Dans les décombres, ils recherchent des traces : avec quoi a-t-on fait exploser le distributeur automatique ? De l’explosif ou du gaz ? Quel est le modèle du distributeur ? Les enquêteurs visionnent les images des caméras de surveillance. Comment les auteurs ont-ils procédé ? Combien étaient-ils ? À quoi ressemblaient-ils ? Comment ont-ils pris la fuite ? Dans quelle direction ? Et ensuite : à combien s’élève le butin ? Le bancomat avait-il été réapprovisionné récemment ? Y avait-il déjà eu des attaques dans la région ? Peut-on établir des liens ?
Pièce par pièce, les enquêteurs assemblent le puzzle de cette attaque. Et comme pour tous les puzzles difficiles, il leur faut au moins un angle et un bord pour s’orienter. Dans le cas présent, les auteurs ont utilisé de l’explosif et ont fui à moto. Il y a une ressemblance avec quelques autres explosions de distributeur automatique de billets ayant eu lieu cette année – un schéma. Les mêmes auteurs ?
« La situation détermine la mission » : cette expression courante dans la police n’est pas une formule creuse. La situation policière est un instrument dynamique. Elle prend forme quand on rassemble, analyse et évalue systématiquement toutes les informations disponibles. C’est sur la base de ce tableau de la situation que la police peut élaborer une stratégie effective pour lutter contre ce type de grande criminalité. Sans informations, pas de tableau de la situation, et sans tableau de la situation, la police est aveugle et manque d’efficacité.
C’est là que fedpol entre en jeu. En tant que plate-forme d’information, nous analysons les informations disponibles, nous les échangeons avec les autorités partenaires, nous nous en servons pour élaborer un tableau de la situation et, en tant que police judiciaire fédérale, nous coordonnons les enquêtes sur mandat du Ministère public de la Confédération. Le tableau de la situation est aussi partagé avec les autorités de poursuite pénale des cantons et de l’étranger. Si la police sait ce que la police sait, elle peut agir efficacement et identifier les auteurs.

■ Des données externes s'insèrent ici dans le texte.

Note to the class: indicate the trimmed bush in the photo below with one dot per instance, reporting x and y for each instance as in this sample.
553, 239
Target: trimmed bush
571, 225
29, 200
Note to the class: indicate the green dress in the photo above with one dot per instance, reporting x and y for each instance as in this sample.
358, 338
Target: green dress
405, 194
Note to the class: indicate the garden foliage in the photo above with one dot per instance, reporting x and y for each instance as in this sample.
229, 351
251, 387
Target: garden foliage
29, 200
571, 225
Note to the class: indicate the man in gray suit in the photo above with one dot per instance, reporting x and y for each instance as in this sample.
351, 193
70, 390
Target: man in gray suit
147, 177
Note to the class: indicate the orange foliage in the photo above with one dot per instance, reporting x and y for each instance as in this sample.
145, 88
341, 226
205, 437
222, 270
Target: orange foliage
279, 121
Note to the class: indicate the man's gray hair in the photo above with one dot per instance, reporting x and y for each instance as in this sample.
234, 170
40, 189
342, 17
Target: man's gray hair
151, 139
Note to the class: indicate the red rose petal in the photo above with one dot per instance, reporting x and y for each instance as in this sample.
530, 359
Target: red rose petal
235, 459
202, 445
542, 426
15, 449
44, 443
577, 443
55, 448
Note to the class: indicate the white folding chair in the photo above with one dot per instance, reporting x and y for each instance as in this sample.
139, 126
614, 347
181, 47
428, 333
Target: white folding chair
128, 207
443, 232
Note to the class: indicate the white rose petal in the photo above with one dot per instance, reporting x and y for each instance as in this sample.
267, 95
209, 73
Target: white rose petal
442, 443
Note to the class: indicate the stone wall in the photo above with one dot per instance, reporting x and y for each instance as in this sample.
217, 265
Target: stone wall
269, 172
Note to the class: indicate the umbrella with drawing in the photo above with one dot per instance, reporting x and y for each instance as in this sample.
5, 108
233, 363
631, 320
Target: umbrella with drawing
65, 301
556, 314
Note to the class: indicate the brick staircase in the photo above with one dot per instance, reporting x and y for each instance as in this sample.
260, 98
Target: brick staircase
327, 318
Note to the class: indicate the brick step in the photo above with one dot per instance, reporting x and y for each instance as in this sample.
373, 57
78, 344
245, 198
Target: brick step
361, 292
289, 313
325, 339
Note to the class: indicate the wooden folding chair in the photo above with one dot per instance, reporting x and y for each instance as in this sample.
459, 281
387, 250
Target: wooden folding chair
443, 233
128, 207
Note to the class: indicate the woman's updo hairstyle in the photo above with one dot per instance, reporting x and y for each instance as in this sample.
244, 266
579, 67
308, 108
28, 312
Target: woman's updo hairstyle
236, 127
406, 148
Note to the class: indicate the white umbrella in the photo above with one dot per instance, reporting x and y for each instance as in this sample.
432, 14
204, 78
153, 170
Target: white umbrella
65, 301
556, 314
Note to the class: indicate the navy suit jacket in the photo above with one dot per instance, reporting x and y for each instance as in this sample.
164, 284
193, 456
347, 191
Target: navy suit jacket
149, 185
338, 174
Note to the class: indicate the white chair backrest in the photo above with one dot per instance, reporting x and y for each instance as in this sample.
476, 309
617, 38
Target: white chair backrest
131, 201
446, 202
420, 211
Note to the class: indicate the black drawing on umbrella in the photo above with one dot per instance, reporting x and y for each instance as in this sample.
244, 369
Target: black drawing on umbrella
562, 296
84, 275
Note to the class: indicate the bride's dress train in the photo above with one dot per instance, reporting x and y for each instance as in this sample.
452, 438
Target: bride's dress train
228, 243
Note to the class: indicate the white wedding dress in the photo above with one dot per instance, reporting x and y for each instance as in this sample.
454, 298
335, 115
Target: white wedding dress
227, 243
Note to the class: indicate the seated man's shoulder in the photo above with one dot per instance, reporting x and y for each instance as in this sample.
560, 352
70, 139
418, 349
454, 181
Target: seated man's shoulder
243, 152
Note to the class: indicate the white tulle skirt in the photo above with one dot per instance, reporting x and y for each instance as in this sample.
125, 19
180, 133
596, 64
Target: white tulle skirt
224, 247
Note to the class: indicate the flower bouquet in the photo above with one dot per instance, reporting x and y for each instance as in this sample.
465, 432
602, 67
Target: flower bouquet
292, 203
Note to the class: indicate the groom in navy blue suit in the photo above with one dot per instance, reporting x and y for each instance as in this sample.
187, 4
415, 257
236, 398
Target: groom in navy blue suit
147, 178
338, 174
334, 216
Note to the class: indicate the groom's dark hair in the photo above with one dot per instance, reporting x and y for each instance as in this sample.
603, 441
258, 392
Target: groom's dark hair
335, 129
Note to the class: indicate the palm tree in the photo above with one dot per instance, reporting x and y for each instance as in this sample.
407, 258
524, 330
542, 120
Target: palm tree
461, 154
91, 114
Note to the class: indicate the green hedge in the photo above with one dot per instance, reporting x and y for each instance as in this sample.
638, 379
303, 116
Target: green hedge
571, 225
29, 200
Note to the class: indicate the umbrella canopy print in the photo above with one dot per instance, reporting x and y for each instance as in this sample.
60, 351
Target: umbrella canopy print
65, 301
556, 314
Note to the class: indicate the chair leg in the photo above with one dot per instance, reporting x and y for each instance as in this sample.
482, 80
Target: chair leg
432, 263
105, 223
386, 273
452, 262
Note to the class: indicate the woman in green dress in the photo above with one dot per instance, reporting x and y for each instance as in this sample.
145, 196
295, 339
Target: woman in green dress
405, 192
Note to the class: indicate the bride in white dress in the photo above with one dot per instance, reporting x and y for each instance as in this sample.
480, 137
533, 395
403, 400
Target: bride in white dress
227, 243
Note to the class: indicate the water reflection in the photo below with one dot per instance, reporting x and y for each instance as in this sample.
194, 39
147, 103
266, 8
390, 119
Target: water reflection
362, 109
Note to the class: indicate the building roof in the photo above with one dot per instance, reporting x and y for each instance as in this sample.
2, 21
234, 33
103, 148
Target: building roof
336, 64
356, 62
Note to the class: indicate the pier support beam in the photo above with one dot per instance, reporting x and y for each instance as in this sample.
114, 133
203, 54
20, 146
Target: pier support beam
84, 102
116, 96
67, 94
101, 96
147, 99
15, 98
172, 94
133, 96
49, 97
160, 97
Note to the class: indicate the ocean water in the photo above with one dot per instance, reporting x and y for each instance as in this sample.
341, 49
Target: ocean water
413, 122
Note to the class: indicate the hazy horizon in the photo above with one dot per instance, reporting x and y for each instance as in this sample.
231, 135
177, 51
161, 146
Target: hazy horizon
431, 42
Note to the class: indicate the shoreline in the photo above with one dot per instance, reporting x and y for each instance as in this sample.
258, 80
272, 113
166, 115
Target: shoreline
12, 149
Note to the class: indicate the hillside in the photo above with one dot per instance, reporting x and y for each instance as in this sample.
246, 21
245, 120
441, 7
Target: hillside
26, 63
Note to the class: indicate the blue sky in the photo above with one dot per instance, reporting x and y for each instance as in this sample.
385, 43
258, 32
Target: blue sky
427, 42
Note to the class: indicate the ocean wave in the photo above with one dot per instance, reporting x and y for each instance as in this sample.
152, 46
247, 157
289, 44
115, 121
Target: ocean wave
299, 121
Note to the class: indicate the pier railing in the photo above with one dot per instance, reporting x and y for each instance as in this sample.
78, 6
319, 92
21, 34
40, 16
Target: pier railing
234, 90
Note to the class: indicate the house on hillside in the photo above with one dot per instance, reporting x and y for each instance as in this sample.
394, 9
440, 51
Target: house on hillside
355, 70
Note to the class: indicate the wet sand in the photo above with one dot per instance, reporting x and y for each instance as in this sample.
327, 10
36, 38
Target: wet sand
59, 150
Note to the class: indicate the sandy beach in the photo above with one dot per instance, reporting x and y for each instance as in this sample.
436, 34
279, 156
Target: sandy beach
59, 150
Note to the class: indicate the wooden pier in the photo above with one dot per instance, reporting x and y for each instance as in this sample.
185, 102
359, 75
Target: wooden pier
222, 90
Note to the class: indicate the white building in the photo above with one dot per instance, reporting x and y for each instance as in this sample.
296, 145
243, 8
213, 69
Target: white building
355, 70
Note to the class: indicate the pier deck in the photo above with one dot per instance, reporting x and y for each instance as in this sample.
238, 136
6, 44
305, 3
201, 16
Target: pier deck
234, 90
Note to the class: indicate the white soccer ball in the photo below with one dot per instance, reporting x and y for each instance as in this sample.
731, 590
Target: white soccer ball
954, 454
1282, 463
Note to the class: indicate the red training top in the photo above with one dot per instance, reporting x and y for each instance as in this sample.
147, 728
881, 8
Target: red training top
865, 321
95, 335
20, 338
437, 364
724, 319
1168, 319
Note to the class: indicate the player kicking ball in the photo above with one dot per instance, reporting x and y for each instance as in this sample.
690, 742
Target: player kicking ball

Il n’y a pas qu’une situation. Les situations policières sont multiples : les explosions de distributeur automatique de billets ; la radicalisation extrémiste violente de nature religieuse ou politique et les actes à motivation terroriste ; les menaces contre des membres du Conseil fédéral ; le trafic de drogue international financé par des moyens illimités ; un service de messagerie destiné aux criminels qui met en lumière l’ampleur insoupçonnée de la criminalité organisée en Suisse... Voilà notamment ce qui a marqué l’année 2022 que nous avons vécue.
Les pièces du puzzle s’accumulent. Pour les assembler, il faut des ressources, un bien rare dans le monde de la police. Or, il faut connaître la situation pour engager ces ressources avec précision et efficacité – autrement dit pour assembler le puzzle de manière systématique et dynamique. Et qui sait, peut-être que le puzzle qui se présente à nous aujourd’hui se révélera demain n’être qu’une partie d’une vue autrement plus large. Ce sera alors cette nouvelle situation qui déterminera la mission, notre mission.
Notre rapport annuel présente une partie de la situation policière de 2022. Plongez-vous dans sa lecture, que je vous souhaite passionnante !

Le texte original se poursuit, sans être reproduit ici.